The first case is MAPP Construction, LLC v. Amerisure Mutual Insurance Co., 2013-1074 (La. App. 1 Cir. 3/24/14), 143 So. 3d 520. Here is the timeline:

  • Sept. 25, 2012: The trial court rendered the judgment complained of. The aggrieved party, C & F, filed a timely application for a supervisory writ.
  • Feb. 13, 2013: The court of appeal denied the writ application, commenting that the judgment would become appealable once a pending motion for new trial was ruled on.
  • Mar. 20, 2013: The trial court denied the motion for new trial, and C & F took a suspensive appeal.

The appeal panel, disagreeing with the writ panel, concluded that the September 25 judgment was not appealable. Id., p. 10, 143 So. 3d at 528. Nevertheless, even though the appeal was taken well beyond the 30-day period to apply for a supervisory writ, the appeal panel converted the appeal into a supervisory writ. Why? “Because C & F initially filed a timely supervisory writ application and we find clear error in the trial court's second judgment that will create a grave injustice iif not corrected, we will convert the appeal to an application for a supervisory writ, grant the writ, and review the second judgment rendered on September 25, 2012.” Id., pp. 10–11, 143 So. 3d at 528. Thus, the prior writ application, although denied, helped persuade the court to convert the later appeal into a writ application.

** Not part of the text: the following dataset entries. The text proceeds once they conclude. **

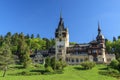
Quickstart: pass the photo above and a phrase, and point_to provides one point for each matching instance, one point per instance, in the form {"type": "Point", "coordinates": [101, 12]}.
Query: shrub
{"type": "Point", "coordinates": [49, 69]}
{"type": "Point", "coordinates": [114, 64]}
{"type": "Point", "coordinates": [88, 65]}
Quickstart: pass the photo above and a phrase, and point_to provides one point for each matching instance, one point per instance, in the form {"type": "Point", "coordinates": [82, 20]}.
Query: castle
{"type": "Point", "coordinates": [94, 51]}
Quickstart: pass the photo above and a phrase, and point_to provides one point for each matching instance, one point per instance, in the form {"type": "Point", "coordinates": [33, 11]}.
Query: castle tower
{"type": "Point", "coordinates": [61, 40]}
{"type": "Point", "coordinates": [101, 43]}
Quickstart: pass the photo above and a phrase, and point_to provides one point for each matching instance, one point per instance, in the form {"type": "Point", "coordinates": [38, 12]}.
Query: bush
{"type": "Point", "coordinates": [114, 64]}
{"type": "Point", "coordinates": [88, 65]}
{"type": "Point", "coordinates": [49, 69]}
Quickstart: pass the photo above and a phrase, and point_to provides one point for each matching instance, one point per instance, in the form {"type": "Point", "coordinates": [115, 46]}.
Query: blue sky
{"type": "Point", "coordinates": [42, 16]}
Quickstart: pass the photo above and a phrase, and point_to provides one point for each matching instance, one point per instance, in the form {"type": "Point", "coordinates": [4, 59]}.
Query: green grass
{"type": "Point", "coordinates": [70, 73]}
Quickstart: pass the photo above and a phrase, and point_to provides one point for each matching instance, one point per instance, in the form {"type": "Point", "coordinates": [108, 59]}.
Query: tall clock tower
{"type": "Point", "coordinates": [61, 40]}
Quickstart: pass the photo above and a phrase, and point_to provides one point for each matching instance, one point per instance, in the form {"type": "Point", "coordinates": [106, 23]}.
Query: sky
{"type": "Point", "coordinates": [81, 17]}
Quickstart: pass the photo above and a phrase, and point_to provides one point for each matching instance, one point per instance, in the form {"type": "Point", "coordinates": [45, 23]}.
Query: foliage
{"type": "Point", "coordinates": [5, 57]}
{"type": "Point", "coordinates": [114, 64]}
{"type": "Point", "coordinates": [54, 64]}
{"type": "Point", "coordinates": [69, 73]}
{"type": "Point", "coordinates": [88, 65]}
{"type": "Point", "coordinates": [22, 46]}
{"type": "Point", "coordinates": [49, 69]}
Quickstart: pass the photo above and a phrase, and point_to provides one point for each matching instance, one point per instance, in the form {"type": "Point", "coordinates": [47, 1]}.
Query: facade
{"type": "Point", "coordinates": [94, 51]}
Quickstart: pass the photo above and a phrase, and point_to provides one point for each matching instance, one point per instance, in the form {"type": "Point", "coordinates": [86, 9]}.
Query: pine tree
{"type": "Point", "coordinates": [5, 57]}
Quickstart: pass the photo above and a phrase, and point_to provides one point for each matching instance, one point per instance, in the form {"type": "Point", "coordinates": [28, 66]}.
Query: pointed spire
{"type": "Point", "coordinates": [61, 23]}
{"type": "Point", "coordinates": [61, 14]}
{"type": "Point", "coordinates": [99, 30]}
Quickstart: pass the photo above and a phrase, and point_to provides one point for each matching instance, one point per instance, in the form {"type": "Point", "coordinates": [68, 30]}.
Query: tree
{"type": "Point", "coordinates": [88, 65]}
{"type": "Point", "coordinates": [114, 64]}
{"type": "Point", "coordinates": [38, 36]}
{"type": "Point", "coordinates": [32, 36]}
{"type": "Point", "coordinates": [114, 38]}
{"type": "Point", "coordinates": [5, 57]}
{"type": "Point", "coordinates": [26, 58]}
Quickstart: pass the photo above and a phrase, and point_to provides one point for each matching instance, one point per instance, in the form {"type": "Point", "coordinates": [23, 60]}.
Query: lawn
{"type": "Point", "coordinates": [70, 73]}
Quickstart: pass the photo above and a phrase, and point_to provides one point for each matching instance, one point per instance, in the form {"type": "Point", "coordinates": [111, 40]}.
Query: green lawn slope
{"type": "Point", "coordinates": [70, 73]}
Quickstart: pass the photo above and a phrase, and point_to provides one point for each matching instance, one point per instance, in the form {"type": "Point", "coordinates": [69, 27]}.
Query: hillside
{"type": "Point", "coordinates": [70, 73]}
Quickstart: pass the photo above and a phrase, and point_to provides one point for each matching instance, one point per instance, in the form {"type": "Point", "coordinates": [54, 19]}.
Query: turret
{"type": "Point", "coordinates": [61, 40]}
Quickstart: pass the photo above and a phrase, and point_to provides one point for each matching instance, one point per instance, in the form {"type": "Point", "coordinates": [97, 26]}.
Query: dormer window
{"type": "Point", "coordinates": [60, 39]}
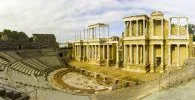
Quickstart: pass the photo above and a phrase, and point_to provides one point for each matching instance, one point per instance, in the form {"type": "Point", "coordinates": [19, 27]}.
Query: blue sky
{"type": "Point", "coordinates": [64, 18]}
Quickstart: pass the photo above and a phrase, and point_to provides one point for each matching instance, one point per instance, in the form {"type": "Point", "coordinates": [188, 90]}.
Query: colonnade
{"type": "Point", "coordinates": [99, 31]}
{"type": "Point", "coordinates": [178, 25]}
{"type": "Point", "coordinates": [139, 31]}
{"type": "Point", "coordinates": [140, 53]}
{"type": "Point", "coordinates": [153, 26]}
{"type": "Point", "coordinates": [107, 52]}
{"type": "Point", "coordinates": [170, 58]}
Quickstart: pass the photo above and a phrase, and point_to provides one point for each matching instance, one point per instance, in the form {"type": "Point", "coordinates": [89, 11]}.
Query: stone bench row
{"type": "Point", "coordinates": [103, 79]}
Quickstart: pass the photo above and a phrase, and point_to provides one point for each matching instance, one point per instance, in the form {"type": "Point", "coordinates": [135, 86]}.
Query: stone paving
{"type": "Point", "coordinates": [182, 92]}
{"type": "Point", "coordinates": [80, 81]}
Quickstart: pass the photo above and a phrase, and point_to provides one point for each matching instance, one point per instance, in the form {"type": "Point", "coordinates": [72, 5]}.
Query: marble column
{"type": "Point", "coordinates": [178, 24]}
{"type": "Point", "coordinates": [108, 55]}
{"type": "Point", "coordinates": [170, 26]}
{"type": "Point", "coordinates": [137, 54]}
{"type": "Point", "coordinates": [131, 53]}
{"type": "Point", "coordinates": [162, 57]}
{"type": "Point", "coordinates": [137, 29]}
{"type": "Point", "coordinates": [99, 32]}
{"type": "Point", "coordinates": [117, 54]}
{"type": "Point", "coordinates": [152, 28]}
{"type": "Point", "coordinates": [125, 53]}
{"type": "Point", "coordinates": [178, 54]}
{"type": "Point", "coordinates": [103, 52]}
{"type": "Point", "coordinates": [187, 51]}
{"type": "Point", "coordinates": [95, 52]}
{"type": "Point", "coordinates": [162, 27]}
{"type": "Point", "coordinates": [169, 54]}
{"type": "Point", "coordinates": [99, 52]}
{"type": "Point", "coordinates": [144, 54]}
{"type": "Point", "coordinates": [152, 54]}
{"type": "Point", "coordinates": [130, 29]}
{"type": "Point", "coordinates": [144, 23]}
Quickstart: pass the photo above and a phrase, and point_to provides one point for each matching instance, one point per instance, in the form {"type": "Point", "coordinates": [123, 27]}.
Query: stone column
{"type": "Point", "coordinates": [125, 53]}
{"type": "Point", "coordinates": [144, 31]}
{"type": "Point", "coordinates": [178, 24]}
{"type": "Point", "coordinates": [137, 29]}
{"type": "Point", "coordinates": [144, 54]}
{"type": "Point", "coordinates": [87, 52]}
{"type": "Point", "coordinates": [83, 34]}
{"type": "Point", "coordinates": [131, 56]}
{"type": "Point", "coordinates": [75, 51]}
{"type": "Point", "coordinates": [84, 54]}
{"type": "Point", "coordinates": [162, 57]}
{"type": "Point", "coordinates": [137, 54]}
{"type": "Point", "coordinates": [99, 52]}
{"type": "Point", "coordinates": [108, 55]}
{"type": "Point", "coordinates": [152, 56]}
{"type": "Point", "coordinates": [103, 52]}
{"type": "Point", "coordinates": [169, 26]}
{"type": "Point", "coordinates": [99, 31]}
{"type": "Point", "coordinates": [117, 54]}
{"type": "Point", "coordinates": [95, 52]}
{"type": "Point", "coordinates": [125, 27]}
{"type": "Point", "coordinates": [169, 54]}
{"type": "Point", "coordinates": [130, 29]}
{"type": "Point", "coordinates": [178, 56]}
{"type": "Point", "coordinates": [162, 27]}
{"type": "Point", "coordinates": [152, 28]}
{"type": "Point", "coordinates": [187, 27]}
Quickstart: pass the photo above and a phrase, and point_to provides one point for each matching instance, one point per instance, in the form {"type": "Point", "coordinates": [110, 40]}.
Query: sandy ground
{"type": "Point", "coordinates": [80, 81]}
{"type": "Point", "coordinates": [182, 92]}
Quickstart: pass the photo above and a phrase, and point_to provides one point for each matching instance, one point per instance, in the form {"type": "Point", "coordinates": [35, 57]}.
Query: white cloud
{"type": "Point", "coordinates": [66, 17]}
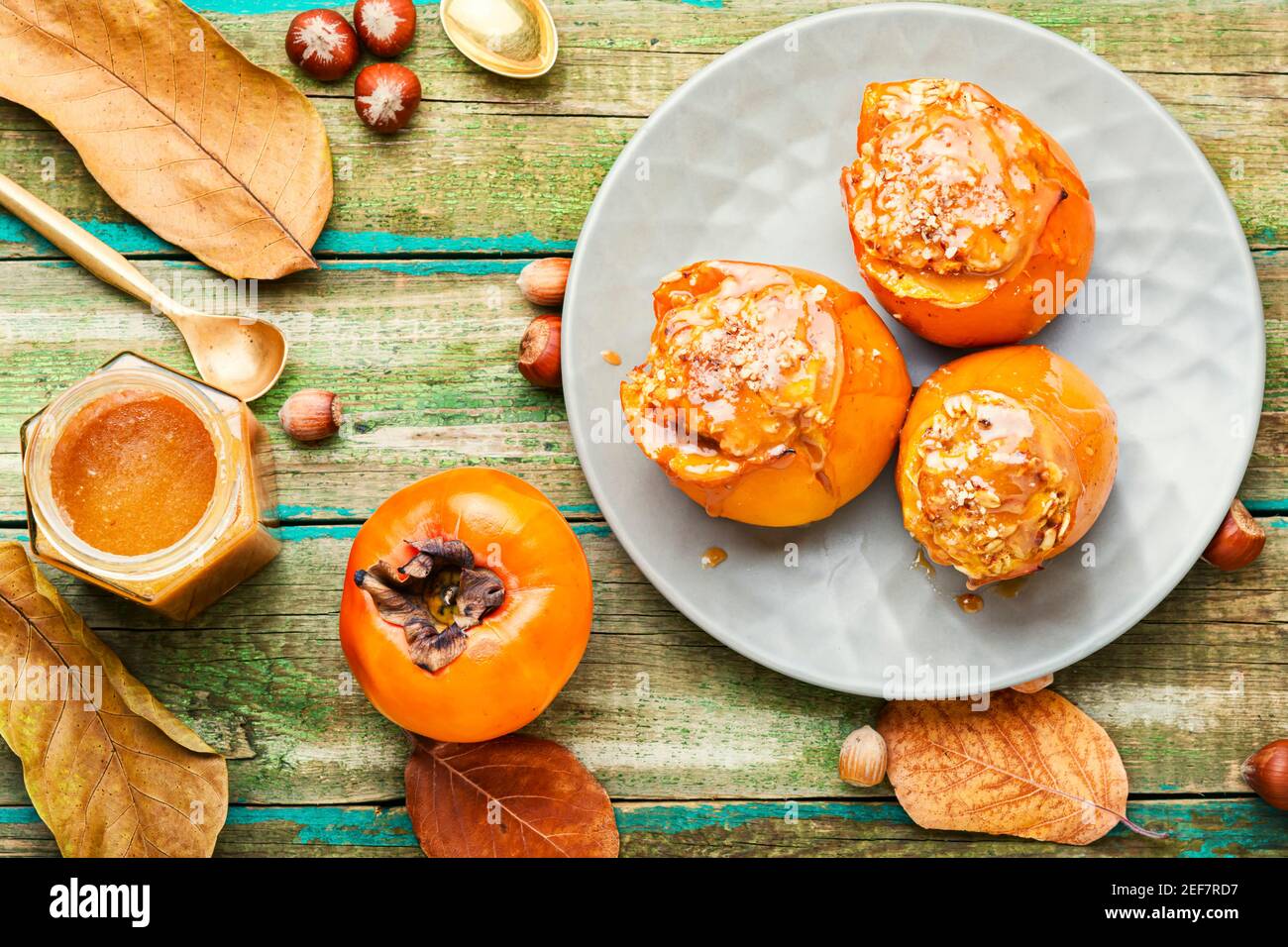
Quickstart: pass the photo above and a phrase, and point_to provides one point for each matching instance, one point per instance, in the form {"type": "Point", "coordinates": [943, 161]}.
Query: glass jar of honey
{"type": "Point", "coordinates": [150, 483]}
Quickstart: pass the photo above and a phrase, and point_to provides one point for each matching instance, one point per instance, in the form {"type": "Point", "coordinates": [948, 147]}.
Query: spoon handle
{"type": "Point", "coordinates": [82, 247]}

In Kirby v. Poydras Center, LLC, 2015-0027 (La. App. 4 Cir. 9/23/15), 176 So. 3d 601, the court reached the opposite conclusion, declining to convert an appeal into an application for supervisory writ because of its prior denial of a writ application from the same judgment. After rendition of the judgment complained of, the aggrieved party simultaneously appealed and applied for a supervisory writ. The writ panel denied the application. Later, the appeal panel decided not to convert the appeal into an application for supervisory writ because of the prior writ denial. The court reasoned that converting the appeal into a writ application would be “repetitious,” suggesting a rule of one writ application per customer for any particular judgment. Id., p. 12, 176 So. 3d at 608.

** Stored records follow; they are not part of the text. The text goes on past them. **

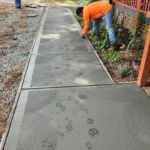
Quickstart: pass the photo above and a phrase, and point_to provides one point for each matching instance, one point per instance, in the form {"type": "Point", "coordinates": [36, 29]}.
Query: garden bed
{"type": "Point", "coordinates": [122, 63]}
{"type": "Point", "coordinates": [17, 34]}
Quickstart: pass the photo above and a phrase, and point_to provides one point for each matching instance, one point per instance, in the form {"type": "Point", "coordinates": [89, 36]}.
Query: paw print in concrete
{"type": "Point", "coordinates": [70, 98]}
{"type": "Point", "coordinates": [82, 96]}
{"type": "Point", "coordinates": [59, 104]}
{"type": "Point", "coordinates": [69, 127]}
{"type": "Point", "coordinates": [57, 67]}
{"type": "Point", "coordinates": [73, 90]}
{"type": "Point", "coordinates": [93, 132]}
{"type": "Point", "coordinates": [88, 145]}
{"type": "Point", "coordinates": [90, 121]}
{"type": "Point", "coordinates": [48, 145]}
{"type": "Point", "coordinates": [84, 109]}
{"type": "Point", "coordinates": [62, 108]}
{"type": "Point", "coordinates": [76, 102]}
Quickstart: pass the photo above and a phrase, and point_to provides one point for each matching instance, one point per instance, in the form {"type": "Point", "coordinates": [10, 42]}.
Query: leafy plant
{"type": "Point", "coordinates": [124, 70]}
{"type": "Point", "coordinates": [95, 39]}
{"type": "Point", "coordinates": [105, 54]}
{"type": "Point", "coordinates": [91, 32]}
{"type": "Point", "coordinates": [132, 37]}
{"type": "Point", "coordinates": [141, 20]}
{"type": "Point", "coordinates": [114, 57]}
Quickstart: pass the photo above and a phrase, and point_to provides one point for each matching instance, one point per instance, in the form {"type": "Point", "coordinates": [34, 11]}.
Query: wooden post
{"type": "Point", "coordinates": [137, 12]}
{"type": "Point", "coordinates": [145, 63]}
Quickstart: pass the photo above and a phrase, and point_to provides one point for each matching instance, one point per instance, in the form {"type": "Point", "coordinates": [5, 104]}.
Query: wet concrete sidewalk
{"type": "Point", "coordinates": [67, 100]}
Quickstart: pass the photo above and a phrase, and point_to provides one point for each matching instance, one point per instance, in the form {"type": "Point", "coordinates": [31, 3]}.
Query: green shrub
{"type": "Point", "coordinates": [91, 32]}
{"type": "Point", "coordinates": [114, 57]}
{"type": "Point", "coordinates": [124, 70]}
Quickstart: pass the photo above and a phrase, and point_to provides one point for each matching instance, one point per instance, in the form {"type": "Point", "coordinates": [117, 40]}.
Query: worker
{"type": "Point", "coordinates": [98, 11]}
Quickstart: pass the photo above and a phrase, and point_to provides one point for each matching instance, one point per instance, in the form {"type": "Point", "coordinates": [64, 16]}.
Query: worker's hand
{"type": "Point", "coordinates": [83, 36]}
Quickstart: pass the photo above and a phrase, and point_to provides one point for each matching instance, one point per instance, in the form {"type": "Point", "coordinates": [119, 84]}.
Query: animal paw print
{"type": "Point", "coordinates": [90, 121]}
{"type": "Point", "coordinates": [76, 102]}
{"type": "Point", "coordinates": [93, 132]}
{"type": "Point", "coordinates": [88, 145]}
{"type": "Point", "coordinates": [70, 98]}
{"type": "Point", "coordinates": [58, 104]}
{"type": "Point", "coordinates": [86, 111]}
{"type": "Point", "coordinates": [69, 127]}
{"type": "Point", "coordinates": [82, 96]}
{"type": "Point", "coordinates": [62, 108]}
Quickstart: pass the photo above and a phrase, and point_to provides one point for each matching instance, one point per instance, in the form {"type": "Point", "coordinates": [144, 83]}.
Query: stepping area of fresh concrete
{"type": "Point", "coordinates": [104, 117]}
{"type": "Point", "coordinates": [63, 58]}
{"type": "Point", "coordinates": [68, 102]}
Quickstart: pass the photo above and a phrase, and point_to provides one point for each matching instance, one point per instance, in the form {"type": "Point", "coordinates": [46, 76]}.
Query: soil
{"type": "Point", "coordinates": [131, 58]}
{"type": "Point", "coordinates": [17, 33]}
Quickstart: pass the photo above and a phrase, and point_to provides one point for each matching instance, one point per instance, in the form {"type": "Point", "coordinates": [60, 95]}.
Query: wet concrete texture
{"type": "Point", "coordinates": [60, 44]}
{"type": "Point", "coordinates": [107, 117]}
{"type": "Point", "coordinates": [68, 70]}
{"type": "Point", "coordinates": [102, 117]}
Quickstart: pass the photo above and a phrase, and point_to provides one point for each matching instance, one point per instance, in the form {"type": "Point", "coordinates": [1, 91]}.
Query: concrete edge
{"type": "Point", "coordinates": [13, 137]}
{"type": "Point", "coordinates": [29, 73]}
{"type": "Point", "coordinates": [6, 132]}
{"type": "Point", "coordinates": [94, 52]}
{"type": "Point", "coordinates": [143, 95]}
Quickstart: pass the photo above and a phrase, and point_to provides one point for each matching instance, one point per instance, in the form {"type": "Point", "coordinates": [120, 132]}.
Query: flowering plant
{"type": "Point", "coordinates": [135, 5]}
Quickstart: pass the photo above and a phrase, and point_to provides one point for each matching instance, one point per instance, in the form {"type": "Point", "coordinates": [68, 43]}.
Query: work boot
{"type": "Point", "coordinates": [112, 46]}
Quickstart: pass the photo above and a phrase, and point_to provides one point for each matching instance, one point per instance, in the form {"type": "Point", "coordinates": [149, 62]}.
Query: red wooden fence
{"type": "Point", "coordinates": [144, 5]}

So what is the lesson here? A prior writ application, though denied, may help persuade the court to convert a later appeal into a writ application. Or it may have the opposite effect. When review is discretionary (as it always is with writ applications), nothing is certain.


Cross-motions for summary judgment and art. 1915(B)

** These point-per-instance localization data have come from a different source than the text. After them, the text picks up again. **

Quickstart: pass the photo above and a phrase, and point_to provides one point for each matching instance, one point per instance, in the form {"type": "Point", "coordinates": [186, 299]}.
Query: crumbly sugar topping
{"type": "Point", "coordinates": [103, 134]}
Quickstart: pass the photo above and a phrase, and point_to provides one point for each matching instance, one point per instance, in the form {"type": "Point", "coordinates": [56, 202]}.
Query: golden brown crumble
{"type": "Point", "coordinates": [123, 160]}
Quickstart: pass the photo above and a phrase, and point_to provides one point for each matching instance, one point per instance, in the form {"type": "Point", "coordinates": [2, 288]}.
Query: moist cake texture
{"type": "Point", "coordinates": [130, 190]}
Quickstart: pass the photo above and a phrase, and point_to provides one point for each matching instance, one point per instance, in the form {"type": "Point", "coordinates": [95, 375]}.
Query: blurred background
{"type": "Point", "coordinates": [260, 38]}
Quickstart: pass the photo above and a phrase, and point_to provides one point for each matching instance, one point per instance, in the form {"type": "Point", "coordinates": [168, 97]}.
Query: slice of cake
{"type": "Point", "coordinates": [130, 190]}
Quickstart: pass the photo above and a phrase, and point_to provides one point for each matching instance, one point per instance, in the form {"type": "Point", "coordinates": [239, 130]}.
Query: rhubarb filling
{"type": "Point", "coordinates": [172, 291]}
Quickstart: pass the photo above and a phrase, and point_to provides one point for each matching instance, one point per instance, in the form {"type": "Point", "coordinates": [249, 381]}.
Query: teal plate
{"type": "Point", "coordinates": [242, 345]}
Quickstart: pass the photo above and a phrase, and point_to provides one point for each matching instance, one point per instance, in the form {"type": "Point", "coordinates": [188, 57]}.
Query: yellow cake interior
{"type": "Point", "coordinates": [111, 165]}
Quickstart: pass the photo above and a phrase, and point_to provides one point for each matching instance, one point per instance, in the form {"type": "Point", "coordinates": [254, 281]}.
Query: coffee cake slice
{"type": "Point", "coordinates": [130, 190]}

Here’s a procedural oddity to start your weekend. Ordinarily, you cannot appeal a denial of summary judgment, not even if the trial court designates it as final under La. Code Civ. P. art. 1915(B). But let’s suppose that the parties file cross-motions for partial summary judgment on a particular issue. The trial court grants one motion, denies the other, and designates the judgment as final under art. 1915(B). On appeal from the granting of partial summary judgment, can the appellant also appeal the denial of its own motion for partial summary judgment? According to a blurb I came across today, the answer is “yes”:

In the case of an appeal of a partial judgment or a partial summary judgment designated as final under La. C.C.P. art. 1915(B), an appellant may also appeal an interlocutory judgment involving the same or related issues, such as a judgment denying a cross-motion for summary judgment. See Dean v. Griffin Crane & Steel, Inc., 05-1226, p. 4 n. 3 (La. App. 1st Cir. 5/5/06), 935 So. 2d 186, 189 n. 3, writ denied, 06-1334 (La. 9/22/06), 937 So. 2d 387.

State ex rel. Div. of Admin. v. Natl. Union Fire Ins. Co. of La., 2010-0689, p. 8 n. 6 (La. App. 1 Cir. 2/11/11), 56 So. 3d 1236, 1242 n. 6.